At this stage, Mr. Trump’s own words could come back to haunt him.
On social media over the weekend, Mr. Trump preemptively declared that Ms. James, Mr. Comey and Mr. Schiff were “all guilty as hell, but nothing is going to be done.” An unfounded statement like that could easily be featured in a motion accusing the Justice Department of taking part in an improperly vindictive prosecution.
Such motions are notoriously difficult to win, and yet the defense has recently filed them in a handful of high-profile cases in which the president and his top aides have made public statements suggesting a political animus against the defendant.
In Mr. Abrego Garcia’s case, lawyers accused the government of bringing charges against him only after he fought his initial deportation. They also said administration officials had made incessant attacks against their client, calling him a “gangbanger,” “monster,” “illegal predator,” “illegal alien terrorist” and “human trafficker.”
Mr. Siebert’s ouster in Virginia could also wind up being used in an effort to discredit a potential prosecution. Defense lawyers could make hay out of the fact that the man who once ran the prosecutors’ office clearly had qualms about bringing charges.
Costs of an Offensive, Nonetheless
While all of these guardrails offer some measure of protection against wrongful or malicious prosecution, sometimes, as criminal justice experts say, the process is the punishment.

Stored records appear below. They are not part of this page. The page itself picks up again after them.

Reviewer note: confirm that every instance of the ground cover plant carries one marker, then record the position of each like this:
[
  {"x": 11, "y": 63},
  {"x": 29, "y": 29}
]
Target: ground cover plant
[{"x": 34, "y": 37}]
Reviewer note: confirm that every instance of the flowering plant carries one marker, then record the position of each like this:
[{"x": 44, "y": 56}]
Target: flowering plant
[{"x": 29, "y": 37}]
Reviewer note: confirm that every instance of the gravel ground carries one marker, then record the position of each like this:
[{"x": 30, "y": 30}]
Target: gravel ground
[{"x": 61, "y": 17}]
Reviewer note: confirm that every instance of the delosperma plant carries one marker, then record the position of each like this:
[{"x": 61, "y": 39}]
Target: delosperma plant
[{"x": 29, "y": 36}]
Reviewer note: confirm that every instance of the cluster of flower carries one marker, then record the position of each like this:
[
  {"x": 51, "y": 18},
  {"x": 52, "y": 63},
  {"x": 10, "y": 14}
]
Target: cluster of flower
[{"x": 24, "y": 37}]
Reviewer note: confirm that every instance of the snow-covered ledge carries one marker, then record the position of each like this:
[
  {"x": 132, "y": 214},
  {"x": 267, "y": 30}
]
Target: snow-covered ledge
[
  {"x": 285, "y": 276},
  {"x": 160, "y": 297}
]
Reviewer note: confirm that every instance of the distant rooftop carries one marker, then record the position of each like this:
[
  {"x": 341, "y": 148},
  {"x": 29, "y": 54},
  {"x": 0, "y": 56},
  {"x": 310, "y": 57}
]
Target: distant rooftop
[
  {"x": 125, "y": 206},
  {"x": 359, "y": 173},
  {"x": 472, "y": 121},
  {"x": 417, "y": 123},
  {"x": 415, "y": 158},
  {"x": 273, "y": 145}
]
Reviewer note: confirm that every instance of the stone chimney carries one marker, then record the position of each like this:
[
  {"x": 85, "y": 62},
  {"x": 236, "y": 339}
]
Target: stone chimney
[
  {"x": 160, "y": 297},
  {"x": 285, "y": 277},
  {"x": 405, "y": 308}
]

Even if a prosecution is dismissed or does not pan out, facing criminal charges — especially from a powerful federal government — can be extremely stressful, painfully expensive and deeply damaging to personal reputation.
One of Mr. Trump’s close allies, Ed Martin, who runs the so-called weaponization working group, which was created to go after the president’s opponents, admitted earlier this year that he plans to use his authority to expose and discredit those he believes to be guilty, even if he cannot find sufficient evidence to prosecute.
“If they can be charged, we’ll charge them,” Mr. Martin told reporters in May. “But if they can’t be charged, we will name them. And we will name them, and in a culture that respects shame, they should be people that are ashamed.”